Da janela do apartamento ele tenta, mas há muito não segura as lágrimas pesadas, doídas. A visão turva reconhece, no costume, o sargento veterano que foi seu comandante chegar para o turno, a jovem soldado sair apressada para o ponto de ônibus. Ouve as saudações dos outros, a alegria de estarem ali, mesmo sabendo que pode ser a última vez. Só queria poder estar lá. Foi reformado por invalidez após um assalto. Saiu do quartel e ia ao mercado, a farda no banco do carona, os bandidos viram, desistiram do carro, mas lhe deram dois tiros. “É polícia! Perdeu!”. Sobreviveu por milagre. A farda. Sua honra, seu alvo. Amava ser policial militar, sonho de menino criado ali, perto de tantos colegas do pai, falecido pouco antes da sua formatura. Sente a mão cansada da mãe em seu ombro pedindo que tome os remédios que lhes consomem quase toda a pensão. Chora mais. Aos trinta e quatro anos, sem olfato nem paladar, entrevado numa cadeira de rodas, a depressão era um monstro que não conseguia vencer.

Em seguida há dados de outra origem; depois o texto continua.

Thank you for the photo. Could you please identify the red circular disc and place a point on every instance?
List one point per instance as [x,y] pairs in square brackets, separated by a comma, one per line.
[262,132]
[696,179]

Há 181 anos, gaúchos e gaúchas vestem a farda da Brigada Militar e oferecem a vida pela bandeira do seu estado. Jovens sonhadores ou veteranos curtidos da peleja. Muitos tombaram. Outros nunca mais tiveram sua vida normal. Mas essa gente simples, do campo e da cidade, segue, geração após geração, a se vestir para a batalha todos os dias e noites. E correm para salvar vítimas de todo tipo de violência. Vão ao encontro de brigas, pedradas, facas, tiros e explosões. Um policial militar se farda e se equipa para enfrentar a discórdia e a ganância, o ódio e o medo, a prepotência e o preconceito. Para tentar restabelecer a paz e encaminhar alguma justiça. Só que isto cobra, com frequência, um preço muito alto. Mas o risco é assumido. O pior de tudo talvez seja, ainda, a incompreensão.